Despite recent progress in basecalling of Oxford nanopore DNA sequencing data, its wide adoption is still being hampered by its relatively low accuracy compared to short read technologies. Furthermore, very little of the recent research was focused on basecalling of RNA data, which has different characteristics than its DNA counterpart.


We fill this gap by benchmarking a fully convolutional deep learning basecalling architecture with improved performance compared to Oxford nanopore’s RNA basecallers.


The source code for our basecaller is available at:

Peer Review reports


Oxford nanopore sequencing presents an opportunity for advancements in genomics, transcriptomics, and epitranscriptomics because of its ability to directly sequence a DNA or RNA strand without requiring amplification, producing long reads that can help identify splice isofroms unambiguously, determine poly(A) length, and can potentially capture information on base modifications [1, 2]. Sequencing of both DNA and RNA using this technology occurs by passing nucleotide strands through a synthetic protein pore that straddles a membrane, and recording the resulting current across the membrane. The technology has been developing at a rapid pace since its release in 2014 based on its capabilities for generating long DNA reads and the more recent application to direct RNA sequencing [2]. However, while the technology offers many advantages over other long and short read technologies, it is unfortunately hampered by high error rates [1].
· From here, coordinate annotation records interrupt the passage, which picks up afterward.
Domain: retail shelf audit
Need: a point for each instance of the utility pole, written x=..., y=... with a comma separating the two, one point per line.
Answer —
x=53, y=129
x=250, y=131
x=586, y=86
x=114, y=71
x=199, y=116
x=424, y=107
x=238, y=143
Decoding the current generated by a nucleotide strand as it passes through the pore is a challenging task. This is due to several factors [1]. First, the signal associated with each nucleotide passing through the pore is affected by its surrounding nucleotides (typically, two on each side). Second, the speed of a strand translocating through the pore varies. Therefore, the resulting signal produced by a polymer is a one dimensional sequence of real numbers where each nucleotide is represented by a variable number of sequence values. We will denote this as the samples per base associated with a nucleotide. And finally, the electrical signal measured in picoamps, is very noisy. All these factors makes basecalling highly error prone [1, 3].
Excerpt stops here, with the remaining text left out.